By Peter J. Smith
WASHINGTON, September 28, 2006 (LifeSiteNews.com) – The Supreme Court plans to hear a suit to reverse the landmark abortion US case, Doe v. Bolton, from the case’s original plaintiff, who claims the facts of the original case were fraudulent and she was misrepresented by attorneys.
The Court plans to consider the case on October 6, which with its companion case Roe v. Wade remains the chief obstacle to national and state laws restricting or prohibiting abortion. Both Doe and Roe were decided by the Court the same day, thereby overturning the nation’s abortion laws. However, it is the “health exception” established in Doe that permitted unfettered abortion from conception until the moment of birth.
According to Insight Magazine, the original Doe, Sandra Cano, plans to argue not only that Court justices have “frozen abortion law based on obsolete 1973 assumptions and prevented the normal regulation of the practice of medicine,” but also that the facts in Doe used to overturn US abortion law were founded upon lies orchestrated by an American Civil Liberties Union lawyer, Ms. Margie Pitts Hames. Ms. Cano says she was manipulated by the ACLU attorney, when she was a pregnant 22-year-old victim of an abusive husband with her three children in foster care.
“What I received was something I never requested—the legal right to abort my child,” Ms.
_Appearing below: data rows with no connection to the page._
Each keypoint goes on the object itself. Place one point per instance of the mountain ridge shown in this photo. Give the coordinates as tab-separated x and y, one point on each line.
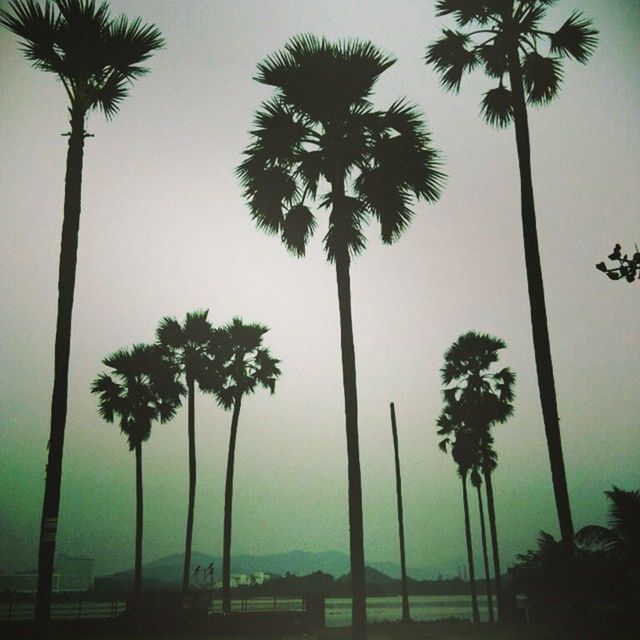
168	569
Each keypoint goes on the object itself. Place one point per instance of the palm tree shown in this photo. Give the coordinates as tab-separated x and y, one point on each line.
406	616
247	365
464	451
141	389
476	481
507	42
478	399
320	130
187	346
621	539
96	58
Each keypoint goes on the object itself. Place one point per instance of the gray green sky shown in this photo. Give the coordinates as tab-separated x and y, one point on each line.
164	230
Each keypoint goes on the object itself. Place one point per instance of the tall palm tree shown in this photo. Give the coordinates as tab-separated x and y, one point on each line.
476	481
187	346
406	615
320	130
96	58
247	365
479	398
142	388
464	450
508	42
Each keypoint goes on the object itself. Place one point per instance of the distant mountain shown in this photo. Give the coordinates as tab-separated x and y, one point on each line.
168	570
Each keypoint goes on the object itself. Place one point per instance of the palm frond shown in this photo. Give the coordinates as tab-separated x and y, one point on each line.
493	55
297	228
323	79
530	15
542	77
169	333
130	44
278	133
197	329
310	168
37	26
575	38
497	106
267	189
468	11
109	96
624	513
451	58
597	536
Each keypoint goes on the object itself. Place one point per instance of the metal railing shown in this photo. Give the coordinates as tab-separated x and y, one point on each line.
83	609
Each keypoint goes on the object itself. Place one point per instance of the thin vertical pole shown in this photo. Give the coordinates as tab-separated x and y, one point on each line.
406	617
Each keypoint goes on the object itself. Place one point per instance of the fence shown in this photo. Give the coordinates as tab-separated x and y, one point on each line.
83	609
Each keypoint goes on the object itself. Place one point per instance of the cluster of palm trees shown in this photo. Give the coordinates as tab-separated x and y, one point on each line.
146	384
475	399
319	141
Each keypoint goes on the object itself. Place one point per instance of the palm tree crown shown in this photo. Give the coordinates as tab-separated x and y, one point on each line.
496	25
244	362
95	56
477	397
188	345
141	389
320	128
621	539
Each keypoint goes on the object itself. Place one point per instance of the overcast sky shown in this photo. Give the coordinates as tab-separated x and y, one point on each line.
164	230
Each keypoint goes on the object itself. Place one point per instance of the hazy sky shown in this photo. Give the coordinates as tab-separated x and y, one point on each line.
164	230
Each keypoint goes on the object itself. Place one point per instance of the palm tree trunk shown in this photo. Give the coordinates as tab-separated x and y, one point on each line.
66	285
485	554
191	431
228	508
406	616
356	526
467	531
493	529
137	573
539	326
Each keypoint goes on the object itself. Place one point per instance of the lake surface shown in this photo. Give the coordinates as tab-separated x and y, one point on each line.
422	609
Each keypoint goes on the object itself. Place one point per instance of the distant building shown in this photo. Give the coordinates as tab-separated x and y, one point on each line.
247	579
70	573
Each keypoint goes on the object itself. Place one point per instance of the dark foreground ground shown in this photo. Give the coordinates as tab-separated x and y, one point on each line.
416	631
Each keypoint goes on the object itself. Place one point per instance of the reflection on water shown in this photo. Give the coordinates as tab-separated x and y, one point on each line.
423	608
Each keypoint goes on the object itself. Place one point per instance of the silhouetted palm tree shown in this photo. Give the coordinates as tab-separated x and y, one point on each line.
406	615
321	130
247	364
476	481
621	539
464	451
508	44
96	58
188	347
141	389
477	399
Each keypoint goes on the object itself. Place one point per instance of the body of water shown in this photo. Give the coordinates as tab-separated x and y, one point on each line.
389	609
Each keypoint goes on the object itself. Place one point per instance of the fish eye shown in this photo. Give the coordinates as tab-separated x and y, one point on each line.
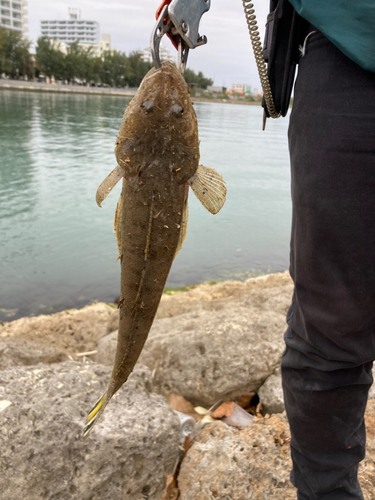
177	109
148	105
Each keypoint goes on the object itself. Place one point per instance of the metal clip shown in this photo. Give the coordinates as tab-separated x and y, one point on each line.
186	16
163	26
179	19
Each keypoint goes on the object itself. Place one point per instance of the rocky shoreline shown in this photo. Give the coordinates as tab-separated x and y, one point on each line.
220	342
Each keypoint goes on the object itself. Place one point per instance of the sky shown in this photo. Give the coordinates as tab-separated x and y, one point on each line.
226	59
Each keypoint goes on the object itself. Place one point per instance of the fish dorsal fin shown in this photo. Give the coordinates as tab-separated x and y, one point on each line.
118	223
108	184
209	188
183	228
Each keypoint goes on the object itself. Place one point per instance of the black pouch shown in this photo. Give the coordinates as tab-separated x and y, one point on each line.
285	30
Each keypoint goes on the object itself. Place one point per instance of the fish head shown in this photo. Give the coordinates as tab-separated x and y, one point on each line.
159	131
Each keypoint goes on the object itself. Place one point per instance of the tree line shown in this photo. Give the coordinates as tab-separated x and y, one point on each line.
80	64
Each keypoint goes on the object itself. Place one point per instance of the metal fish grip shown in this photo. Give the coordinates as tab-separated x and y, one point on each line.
179	19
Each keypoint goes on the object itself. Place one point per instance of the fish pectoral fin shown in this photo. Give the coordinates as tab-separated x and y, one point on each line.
117	224
94	414
209	188
183	228
108	184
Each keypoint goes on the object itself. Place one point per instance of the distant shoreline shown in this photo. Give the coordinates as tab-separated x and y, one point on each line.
64	89
80	89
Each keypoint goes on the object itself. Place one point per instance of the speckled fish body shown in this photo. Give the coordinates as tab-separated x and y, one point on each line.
157	150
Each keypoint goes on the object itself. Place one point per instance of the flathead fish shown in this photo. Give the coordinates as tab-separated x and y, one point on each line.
157	151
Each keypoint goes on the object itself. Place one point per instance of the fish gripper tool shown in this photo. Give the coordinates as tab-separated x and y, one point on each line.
179	20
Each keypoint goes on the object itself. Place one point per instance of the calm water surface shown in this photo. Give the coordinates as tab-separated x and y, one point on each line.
57	247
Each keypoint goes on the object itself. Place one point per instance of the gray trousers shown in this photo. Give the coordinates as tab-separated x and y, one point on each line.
330	342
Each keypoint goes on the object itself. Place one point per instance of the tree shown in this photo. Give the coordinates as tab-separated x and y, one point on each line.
15	58
198	79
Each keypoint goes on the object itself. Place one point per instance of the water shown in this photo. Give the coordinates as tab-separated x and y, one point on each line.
57	247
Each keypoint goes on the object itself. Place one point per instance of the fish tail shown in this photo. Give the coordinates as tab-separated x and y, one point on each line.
95	413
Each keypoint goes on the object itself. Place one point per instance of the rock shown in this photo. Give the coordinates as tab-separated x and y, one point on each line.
271	394
73	331
275	288
207	356
254	463
128	454
229	464
18	352
272	292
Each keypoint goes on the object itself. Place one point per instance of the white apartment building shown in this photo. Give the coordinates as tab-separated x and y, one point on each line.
96	49
165	55
14	15
72	30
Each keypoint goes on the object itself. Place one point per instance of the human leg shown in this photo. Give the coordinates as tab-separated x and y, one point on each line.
326	368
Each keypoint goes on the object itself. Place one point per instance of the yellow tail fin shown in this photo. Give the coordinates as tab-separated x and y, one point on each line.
94	414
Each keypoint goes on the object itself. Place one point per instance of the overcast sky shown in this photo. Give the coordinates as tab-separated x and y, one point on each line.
227	58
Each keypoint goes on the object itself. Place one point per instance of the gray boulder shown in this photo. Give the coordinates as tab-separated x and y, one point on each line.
230	464
225	463
210	355
42	412
18	352
271	394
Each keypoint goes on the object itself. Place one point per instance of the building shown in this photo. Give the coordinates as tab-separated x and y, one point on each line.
216	89
14	15
165	55
97	50
240	89
72	30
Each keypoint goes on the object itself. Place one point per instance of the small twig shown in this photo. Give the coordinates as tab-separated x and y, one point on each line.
80	354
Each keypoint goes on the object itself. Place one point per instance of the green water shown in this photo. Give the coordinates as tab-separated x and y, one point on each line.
57	247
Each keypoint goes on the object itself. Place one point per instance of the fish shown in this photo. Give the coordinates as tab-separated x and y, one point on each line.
157	153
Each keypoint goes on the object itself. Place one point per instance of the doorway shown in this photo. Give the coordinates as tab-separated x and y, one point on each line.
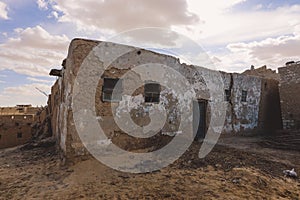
199	119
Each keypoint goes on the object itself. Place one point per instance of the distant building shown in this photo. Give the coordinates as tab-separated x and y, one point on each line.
290	94
247	98
16	125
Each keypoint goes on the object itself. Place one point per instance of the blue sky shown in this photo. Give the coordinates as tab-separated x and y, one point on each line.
35	34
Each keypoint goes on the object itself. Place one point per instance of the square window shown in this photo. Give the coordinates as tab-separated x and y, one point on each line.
152	92
19	135
227	95
244	96
112	90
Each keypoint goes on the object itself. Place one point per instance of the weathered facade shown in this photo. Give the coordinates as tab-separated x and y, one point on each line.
289	95
244	97
16	125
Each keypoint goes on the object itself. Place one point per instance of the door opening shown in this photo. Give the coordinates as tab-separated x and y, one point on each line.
199	119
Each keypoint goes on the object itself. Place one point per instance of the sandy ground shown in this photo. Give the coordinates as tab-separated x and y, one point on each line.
237	168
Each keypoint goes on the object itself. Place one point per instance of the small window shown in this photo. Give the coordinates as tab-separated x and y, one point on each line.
244	96
19	135
227	95
111	87
152	92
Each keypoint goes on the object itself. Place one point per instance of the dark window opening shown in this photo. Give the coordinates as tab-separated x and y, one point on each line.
152	92
244	96
19	135
227	95
112	90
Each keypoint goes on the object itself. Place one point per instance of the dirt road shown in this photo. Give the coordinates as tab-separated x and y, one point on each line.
239	168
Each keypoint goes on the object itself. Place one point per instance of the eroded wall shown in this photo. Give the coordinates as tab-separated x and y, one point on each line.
16	125
241	116
289	88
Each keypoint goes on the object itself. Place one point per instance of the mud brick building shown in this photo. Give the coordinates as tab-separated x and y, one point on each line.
290	95
16	125
246	98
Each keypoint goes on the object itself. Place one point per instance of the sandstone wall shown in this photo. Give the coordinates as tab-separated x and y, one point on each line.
16	125
241	115
289	95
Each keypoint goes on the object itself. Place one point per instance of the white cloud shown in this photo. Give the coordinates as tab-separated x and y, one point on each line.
39	80
25	94
33	52
223	25
273	52
42	4
3	11
124	15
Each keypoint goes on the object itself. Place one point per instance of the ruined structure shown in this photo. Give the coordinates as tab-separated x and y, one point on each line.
289	95
245	97
16	125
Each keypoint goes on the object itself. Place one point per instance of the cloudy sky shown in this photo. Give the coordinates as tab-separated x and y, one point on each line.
34	34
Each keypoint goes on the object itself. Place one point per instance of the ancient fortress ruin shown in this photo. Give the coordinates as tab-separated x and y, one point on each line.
258	101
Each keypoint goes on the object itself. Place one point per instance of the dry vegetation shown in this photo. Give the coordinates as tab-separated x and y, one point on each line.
237	168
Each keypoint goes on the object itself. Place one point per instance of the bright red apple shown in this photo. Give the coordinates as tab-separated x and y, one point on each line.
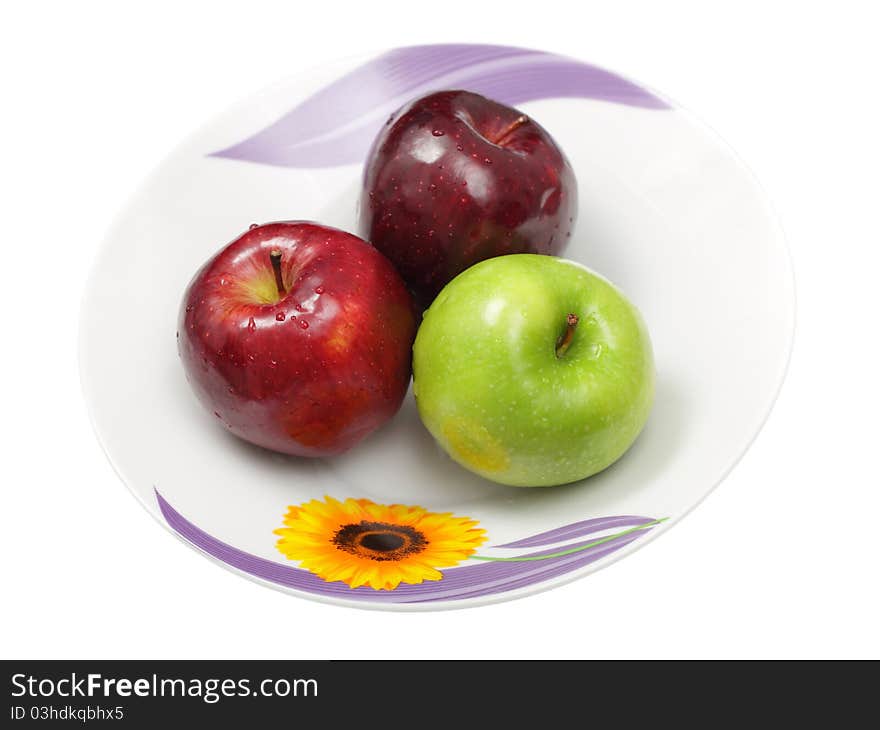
454	178
298	337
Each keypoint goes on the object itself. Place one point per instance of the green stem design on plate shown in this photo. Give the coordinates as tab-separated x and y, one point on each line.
600	541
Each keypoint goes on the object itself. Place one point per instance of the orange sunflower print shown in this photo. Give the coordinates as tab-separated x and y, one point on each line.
362	543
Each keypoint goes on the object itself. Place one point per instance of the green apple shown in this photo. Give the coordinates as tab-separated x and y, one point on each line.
533	370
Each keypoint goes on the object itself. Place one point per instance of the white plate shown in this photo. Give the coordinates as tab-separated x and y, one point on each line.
666	212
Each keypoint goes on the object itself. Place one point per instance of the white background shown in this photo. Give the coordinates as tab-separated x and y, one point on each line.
780	561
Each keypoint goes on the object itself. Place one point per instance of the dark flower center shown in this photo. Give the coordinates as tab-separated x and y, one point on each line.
379	540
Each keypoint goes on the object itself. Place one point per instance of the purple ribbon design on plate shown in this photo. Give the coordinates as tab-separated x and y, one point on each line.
496	575
336	125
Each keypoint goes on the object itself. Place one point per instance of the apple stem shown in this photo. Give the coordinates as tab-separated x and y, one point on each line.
275	258
510	129
565	339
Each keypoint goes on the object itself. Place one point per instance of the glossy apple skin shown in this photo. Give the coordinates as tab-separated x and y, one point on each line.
438	196
491	389
314	372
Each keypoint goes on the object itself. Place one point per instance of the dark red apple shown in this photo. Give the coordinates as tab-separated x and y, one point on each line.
454	178
298	337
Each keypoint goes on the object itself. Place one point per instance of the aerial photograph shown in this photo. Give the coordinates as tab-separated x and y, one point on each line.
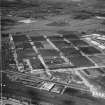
52	52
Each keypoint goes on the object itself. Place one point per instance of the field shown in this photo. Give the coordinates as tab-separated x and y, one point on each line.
47	55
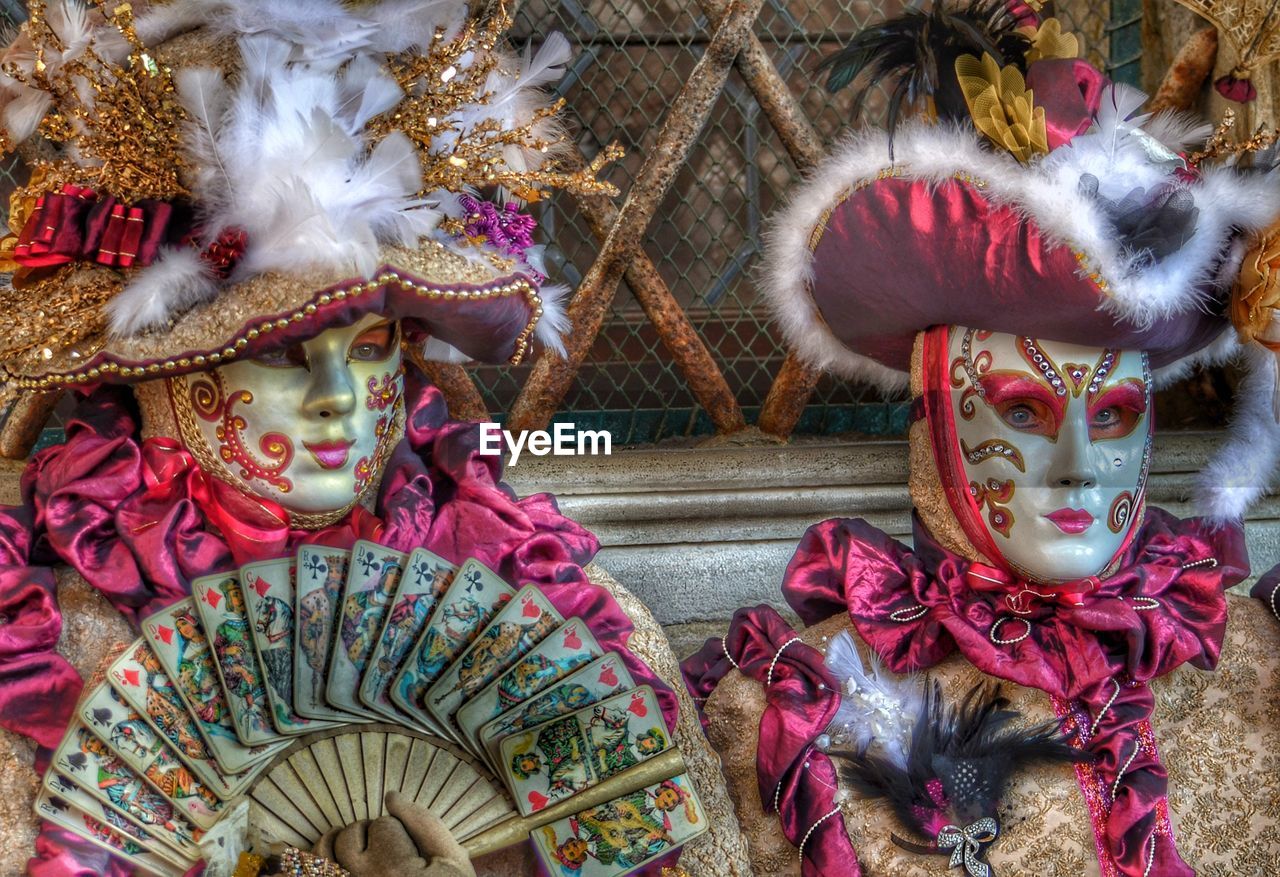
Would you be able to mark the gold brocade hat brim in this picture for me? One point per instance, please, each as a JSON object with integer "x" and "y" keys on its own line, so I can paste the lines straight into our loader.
{"x": 470, "y": 305}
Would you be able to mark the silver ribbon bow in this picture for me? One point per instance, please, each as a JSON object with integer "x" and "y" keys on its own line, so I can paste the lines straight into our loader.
{"x": 965, "y": 845}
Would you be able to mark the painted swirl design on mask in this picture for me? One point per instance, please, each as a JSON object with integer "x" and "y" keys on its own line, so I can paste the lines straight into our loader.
{"x": 990, "y": 448}
{"x": 211, "y": 402}
{"x": 973, "y": 366}
{"x": 993, "y": 496}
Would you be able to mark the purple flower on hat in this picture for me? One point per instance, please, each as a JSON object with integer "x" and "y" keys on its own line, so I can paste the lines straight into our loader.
{"x": 508, "y": 231}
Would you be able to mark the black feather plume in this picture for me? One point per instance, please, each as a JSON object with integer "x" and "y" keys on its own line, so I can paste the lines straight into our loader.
{"x": 917, "y": 51}
{"x": 959, "y": 763}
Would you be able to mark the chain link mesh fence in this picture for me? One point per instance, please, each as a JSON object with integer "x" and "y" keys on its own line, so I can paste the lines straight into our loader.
{"x": 632, "y": 56}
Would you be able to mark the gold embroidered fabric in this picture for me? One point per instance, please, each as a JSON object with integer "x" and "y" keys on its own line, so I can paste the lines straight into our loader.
{"x": 1217, "y": 734}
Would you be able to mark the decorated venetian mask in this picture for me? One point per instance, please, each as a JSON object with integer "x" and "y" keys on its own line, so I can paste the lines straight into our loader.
{"x": 1043, "y": 448}
{"x": 307, "y": 426}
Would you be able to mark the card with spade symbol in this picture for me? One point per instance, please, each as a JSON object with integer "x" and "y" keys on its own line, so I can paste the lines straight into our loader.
{"x": 598, "y": 680}
{"x": 472, "y": 598}
{"x": 371, "y": 580}
{"x": 137, "y": 677}
{"x": 268, "y": 588}
{"x": 566, "y": 756}
{"x": 566, "y": 649}
{"x": 109, "y": 836}
{"x": 517, "y": 627}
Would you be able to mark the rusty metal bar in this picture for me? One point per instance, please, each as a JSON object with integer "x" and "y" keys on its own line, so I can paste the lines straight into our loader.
{"x": 795, "y": 382}
{"x": 553, "y": 375}
{"x": 26, "y": 420}
{"x": 688, "y": 350}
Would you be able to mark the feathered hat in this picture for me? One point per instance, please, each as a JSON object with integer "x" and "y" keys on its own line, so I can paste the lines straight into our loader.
{"x": 213, "y": 178}
{"x": 1034, "y": 197}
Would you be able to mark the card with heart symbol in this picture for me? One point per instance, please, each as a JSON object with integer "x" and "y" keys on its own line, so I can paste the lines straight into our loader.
{"x": 321, "y": 571}
{"x": 622, "y": 835}
{"x": 566, "y": 649}
{"x": 566, "y": 756}
{"x": 598, "y": 680}
{"x": 519, "y": 626}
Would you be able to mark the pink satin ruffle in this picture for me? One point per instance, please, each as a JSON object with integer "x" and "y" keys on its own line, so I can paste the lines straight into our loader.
{"x": 140, "y": 520}
{"x": 796, "y": 780}
{"x": 1165, "y": 606}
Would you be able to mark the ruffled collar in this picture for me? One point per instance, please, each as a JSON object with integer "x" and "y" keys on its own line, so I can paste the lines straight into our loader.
{"x": 1162, "y": 607}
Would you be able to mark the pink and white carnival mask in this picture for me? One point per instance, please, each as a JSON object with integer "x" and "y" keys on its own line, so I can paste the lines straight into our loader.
{"x": 307, "y": 426}
{"x": 1042, "y": 447}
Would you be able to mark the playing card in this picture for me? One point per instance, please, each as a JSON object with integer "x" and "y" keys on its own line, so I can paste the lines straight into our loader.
{"x": 81, "y": 800}
{"x": 179, "y": 644}
{"x": 109, "y": 837}
{"x": 320, "y": 575}
{"x": 598, "y": 680}
{"x": 127, "y": 735}
{"x": 563, "y": 757}
{"x": 472, "y": 598}
{"x": 137, "y": 677}
{"x": 87, "y": 762}
{"x": 620, "y": 836}
{"x": 370, "y": 585}
{"x": 519, "y": 626}
{"x": 424, "y": 583}
{"x": 220, "y": 604}
{"x": 567, "y": 648}
{"x": 268, "y": 588}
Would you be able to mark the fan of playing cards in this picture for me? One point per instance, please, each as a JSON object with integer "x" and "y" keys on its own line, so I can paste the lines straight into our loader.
{"x": 311, "y": 685}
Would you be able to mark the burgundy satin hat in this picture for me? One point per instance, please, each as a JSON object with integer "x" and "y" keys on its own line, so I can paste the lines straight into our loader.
{"x": 1034, "y": 197}
{"x": 247, "y": 176}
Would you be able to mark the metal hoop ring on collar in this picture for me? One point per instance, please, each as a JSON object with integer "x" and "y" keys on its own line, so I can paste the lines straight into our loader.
{"x": 909, "y": 613}
{"x": 997, "y": 640}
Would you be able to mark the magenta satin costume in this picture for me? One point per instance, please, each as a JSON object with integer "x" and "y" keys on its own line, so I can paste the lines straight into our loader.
{"x": 1165, "y": 606}
{"x": 133, "y": 517}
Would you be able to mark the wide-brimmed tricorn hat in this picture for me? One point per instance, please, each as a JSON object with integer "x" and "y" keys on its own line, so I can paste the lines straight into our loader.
{"x": 211, "y": 178}
{"x": 1036, "y": 199}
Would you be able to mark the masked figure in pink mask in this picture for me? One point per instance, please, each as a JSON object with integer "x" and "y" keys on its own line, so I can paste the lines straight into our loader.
{"x": 247, "y": 229}
{"x": 1025, "y": 688}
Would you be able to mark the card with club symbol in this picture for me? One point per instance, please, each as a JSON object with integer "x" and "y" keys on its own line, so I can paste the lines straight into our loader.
{"x": 371, "y": 583}
{"x": 321, "y": 572}
{"x": 268, "y": 588}
{"x": 519, "y": 626}
{"x": 472, "y": 598}
{"x": 598, "y": 680}
{"x": 129, "y": 738}
{"x": 426, "y": 578}
{"x": 622, "y": 835}
{"x": 179, "y": 644}
{"x": 566, "y": 649}
{"x": 220, "y": 603}
{"x": 566, "y": 756}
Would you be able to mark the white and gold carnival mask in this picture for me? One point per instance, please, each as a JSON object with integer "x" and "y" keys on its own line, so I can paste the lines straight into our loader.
{"x": 307, "y": 426}
{"x": 1052, "y": 442}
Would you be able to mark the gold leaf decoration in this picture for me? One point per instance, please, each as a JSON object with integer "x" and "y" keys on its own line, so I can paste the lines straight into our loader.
{"x": 1001, "y": 106}
{"x": 1048, "y": 42}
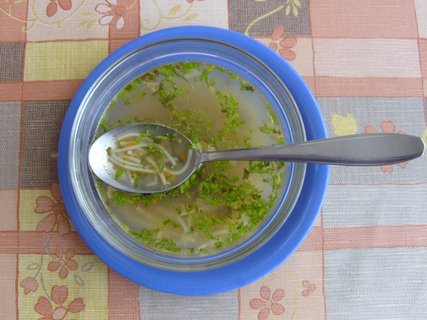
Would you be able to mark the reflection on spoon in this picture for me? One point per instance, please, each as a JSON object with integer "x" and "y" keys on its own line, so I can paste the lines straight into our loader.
{"x": 149, "y": 158}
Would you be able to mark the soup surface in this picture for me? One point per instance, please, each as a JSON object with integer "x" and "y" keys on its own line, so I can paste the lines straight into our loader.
{"x": 222, "y": 202}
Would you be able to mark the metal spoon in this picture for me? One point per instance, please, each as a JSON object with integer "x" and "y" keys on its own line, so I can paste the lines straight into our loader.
{"x": 354, "y": 150}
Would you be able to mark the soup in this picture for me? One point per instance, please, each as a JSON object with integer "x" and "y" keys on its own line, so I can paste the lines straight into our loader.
{"x": 223, "y": 202}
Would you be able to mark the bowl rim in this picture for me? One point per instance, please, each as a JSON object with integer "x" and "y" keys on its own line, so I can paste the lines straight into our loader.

Cano said in an affidavit in 2000.
According to her affidavit filed with the U.S. District Court in New Jersey, Ms. Cano said she approached a legal aid office in Atlanta to file for divorce and custody of her children, where she was taken advantage of by an “aggressive self-serving attorney, Margie Pitts Hames, the legal-aid attorney.”
According to Ms. Cano – who only examined her court records years after the Supreme Court decision – she is “99 percent certain” that she never signed an affidavit saying she did not want or could not care for another baby, and believes Ms. Pitts Hames either forged her signature or slipped the affidavit among the divorce papers she signed. “I never told Margie that I wanted an abortion. The facts stated in the affidavit in Doe v. Bolton are not true.”
Ms. Cano claims that the court records showing she had applied for abortion, was denied the abortion and then sued the state of Georgia were all based on falsehoods, not the reality. In fact, Ms. Cano says she fled to Oklahoma until her mother and her attorney agreed to no longer pressure her to undergo an abortion.
“The basic thing is that Doe v. Bolton was fraud,” she said about the case abortion advocates ironically trumpet as protecting a “woman’s right to choose”.
“None of this was my decision. None of this was me. I don’t understand why no one took it upon themselves in such an important case, a case that allowed a law to be passed to take innocent human lives, to speak to the plaintiff in the case. Why they didn’t speak to me?”
The case has moved to the Supreme Court, since the 11th U.S. Circuit Court of Appeals ruled in January 2006 that only the Supreme Court had the authority to reverse its own decisions in Doe v. Bolton or Roe v. Wade.